Indeed, by simulating the controlled trajectories imparted by the $20\times2$ and $20\times4$ networks, the advantage of additional layers is exemplified. Although the optimal control data generated through nonlinear programming is accurate, it is not entirely precise, as there exists so called chattering effects due to the discretisation of the system’s state-time dynamics. Despite this, while it is not guaranteed that such a neural network’s control will prove to be capable of mass-optimal control, it is shown that they would indeed be able to control such a system with sufficient feasibility. That is, although the neuro-controlled dynamical system may not perfectly exploit its environmental dynamics to maximise its savings with respect to fuel expenditure, as would be expected from global trajectory optimisation, it should indeed be able to safely land. Thus, in this respect, such neuro-controllers as those explained in this text, present the significant capability to autonomously control such dynamical systems in real-time.

Going Forward

It is shown that neural networks trained on optimal state-control pairs enables the real-time implementation of optimal control. It is shown that these intelligent controllers may pose a substitution for the popular usage of controllers that used linear dynamics about a nominal trajectory. Using neural networks as controllers enables appropriate control outside of a nominal trajectory, thus making them more robust to anomalies than the currently implemented controllers.

It has been shown in this work that supervised learning poses merit for use in real-time optimal control. Comparing this method to reinforcement learning, it is noted that a significant advantage is that the user does not have to manually assign reward to an environment, which for the application of crucial aerospace control, seems rather arbitrary. Supervised learning requires data, which in new scenarios may not be readily available. However, considering the plethora of data in this now data-driven world, supervised learning proposes a great deal of merit. Considering these points, a strategy of exploiting each regimes merits is sought.

A potential direction of future work is to combine the merits of both reinforcement and supervised learning in what is known as guided policy search. This method essentially employs reinforcement learning in regular practice; However, instead of manually assigning rewards to an environment, optimal examples are given through trajectory optimisation, hence the benefits of both reinforcement learning and supervised learning are combined, with their drawback being eliminated.
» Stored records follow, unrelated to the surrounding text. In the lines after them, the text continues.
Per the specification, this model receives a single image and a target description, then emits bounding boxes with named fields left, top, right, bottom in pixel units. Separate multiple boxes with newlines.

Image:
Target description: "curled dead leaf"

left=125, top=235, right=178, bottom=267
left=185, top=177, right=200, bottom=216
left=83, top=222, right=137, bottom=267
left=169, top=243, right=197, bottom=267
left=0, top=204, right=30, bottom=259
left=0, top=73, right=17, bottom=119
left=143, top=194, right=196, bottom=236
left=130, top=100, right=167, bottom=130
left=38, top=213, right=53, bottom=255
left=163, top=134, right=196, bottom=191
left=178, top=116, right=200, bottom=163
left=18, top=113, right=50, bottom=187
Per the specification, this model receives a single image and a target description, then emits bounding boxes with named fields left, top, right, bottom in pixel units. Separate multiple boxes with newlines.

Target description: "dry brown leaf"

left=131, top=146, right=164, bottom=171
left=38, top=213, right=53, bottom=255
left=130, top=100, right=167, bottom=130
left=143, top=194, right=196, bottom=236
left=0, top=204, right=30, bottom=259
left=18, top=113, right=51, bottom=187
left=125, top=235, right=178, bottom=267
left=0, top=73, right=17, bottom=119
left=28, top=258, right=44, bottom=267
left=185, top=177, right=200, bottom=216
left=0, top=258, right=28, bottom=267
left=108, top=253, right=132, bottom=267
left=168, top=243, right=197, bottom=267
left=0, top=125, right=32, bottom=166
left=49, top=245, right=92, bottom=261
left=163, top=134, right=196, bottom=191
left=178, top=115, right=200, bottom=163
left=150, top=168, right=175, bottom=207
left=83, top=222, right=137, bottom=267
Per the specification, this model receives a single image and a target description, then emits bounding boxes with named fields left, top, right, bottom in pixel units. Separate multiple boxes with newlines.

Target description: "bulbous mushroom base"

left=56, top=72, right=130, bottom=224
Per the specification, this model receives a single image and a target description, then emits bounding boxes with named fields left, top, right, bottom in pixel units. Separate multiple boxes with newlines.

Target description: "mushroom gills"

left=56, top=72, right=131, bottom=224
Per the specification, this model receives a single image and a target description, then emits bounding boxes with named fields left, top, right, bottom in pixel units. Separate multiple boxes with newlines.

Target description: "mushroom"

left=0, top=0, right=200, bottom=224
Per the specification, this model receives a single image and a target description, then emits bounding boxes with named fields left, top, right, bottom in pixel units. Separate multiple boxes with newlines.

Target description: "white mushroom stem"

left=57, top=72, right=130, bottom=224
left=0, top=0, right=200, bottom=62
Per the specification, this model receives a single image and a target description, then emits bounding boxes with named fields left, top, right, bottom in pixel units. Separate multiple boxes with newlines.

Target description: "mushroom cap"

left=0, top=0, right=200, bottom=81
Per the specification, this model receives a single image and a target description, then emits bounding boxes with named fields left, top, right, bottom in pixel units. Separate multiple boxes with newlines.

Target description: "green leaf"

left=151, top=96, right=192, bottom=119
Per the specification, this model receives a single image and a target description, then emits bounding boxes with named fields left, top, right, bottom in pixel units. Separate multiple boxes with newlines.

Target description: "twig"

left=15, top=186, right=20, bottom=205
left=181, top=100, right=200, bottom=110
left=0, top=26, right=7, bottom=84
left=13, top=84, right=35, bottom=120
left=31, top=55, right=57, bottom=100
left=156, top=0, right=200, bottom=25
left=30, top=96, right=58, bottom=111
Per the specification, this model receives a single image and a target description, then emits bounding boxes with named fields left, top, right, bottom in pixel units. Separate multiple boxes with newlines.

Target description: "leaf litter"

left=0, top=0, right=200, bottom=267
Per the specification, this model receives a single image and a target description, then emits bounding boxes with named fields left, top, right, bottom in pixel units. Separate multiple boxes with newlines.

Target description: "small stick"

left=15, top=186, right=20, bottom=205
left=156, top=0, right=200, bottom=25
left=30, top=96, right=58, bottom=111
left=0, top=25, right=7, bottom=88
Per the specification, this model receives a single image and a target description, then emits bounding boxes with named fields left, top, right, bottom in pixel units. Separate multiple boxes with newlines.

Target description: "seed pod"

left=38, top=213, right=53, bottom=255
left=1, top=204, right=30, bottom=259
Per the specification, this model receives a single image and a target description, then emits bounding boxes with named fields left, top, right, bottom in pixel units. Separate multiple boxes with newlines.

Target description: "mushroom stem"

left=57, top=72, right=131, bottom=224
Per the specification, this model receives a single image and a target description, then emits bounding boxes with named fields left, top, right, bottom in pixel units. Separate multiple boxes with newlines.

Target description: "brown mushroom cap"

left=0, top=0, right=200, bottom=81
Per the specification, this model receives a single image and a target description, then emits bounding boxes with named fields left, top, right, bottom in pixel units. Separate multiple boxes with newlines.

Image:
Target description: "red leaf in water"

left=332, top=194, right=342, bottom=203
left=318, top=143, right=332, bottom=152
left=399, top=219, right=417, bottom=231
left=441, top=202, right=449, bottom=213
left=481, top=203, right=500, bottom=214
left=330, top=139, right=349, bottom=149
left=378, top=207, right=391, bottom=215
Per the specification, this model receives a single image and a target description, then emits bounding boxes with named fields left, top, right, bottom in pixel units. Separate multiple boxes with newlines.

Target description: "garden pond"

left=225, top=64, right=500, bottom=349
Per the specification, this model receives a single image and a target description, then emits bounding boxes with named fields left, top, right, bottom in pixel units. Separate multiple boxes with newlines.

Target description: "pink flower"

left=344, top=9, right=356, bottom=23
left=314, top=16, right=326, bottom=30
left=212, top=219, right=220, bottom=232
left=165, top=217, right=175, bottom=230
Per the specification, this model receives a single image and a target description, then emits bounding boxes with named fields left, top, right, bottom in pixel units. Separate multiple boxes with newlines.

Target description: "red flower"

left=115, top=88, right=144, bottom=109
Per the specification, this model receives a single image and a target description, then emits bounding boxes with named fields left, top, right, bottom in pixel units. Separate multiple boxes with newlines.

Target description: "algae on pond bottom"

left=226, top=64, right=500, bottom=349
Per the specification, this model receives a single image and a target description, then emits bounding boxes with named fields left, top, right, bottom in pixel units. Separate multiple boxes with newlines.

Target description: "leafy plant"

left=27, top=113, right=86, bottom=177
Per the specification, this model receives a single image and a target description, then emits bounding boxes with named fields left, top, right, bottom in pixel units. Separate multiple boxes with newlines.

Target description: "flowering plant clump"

General Artificial Intelligence

It would also be interesting to develop a general methodology for the intelligent control of such systems as the one analysed here, not only to optimally control themselves with respect to a specific objective while satisfying constraints, but also to develop a more general sense of intelligence. Investigating the ability of such systems to extract knowledge from explorative interactions with their environment and investigate how these discoveries manifest their advantages within new objective regimes and different systems may harbour significant findings. By investigating a system’s ability to discover knowledge from interacting with its environment, and exploring how it behaves under certain objectives, a generalised framework could be developed to draw interconnections between these regimes, resulting in a closer representation of generalised intelligence. Given this field’s rapidly developing and highly interdisciplinary nature, cutting-edge findings from all areas of intelligent systems will be embraced to strengthen these research efforts.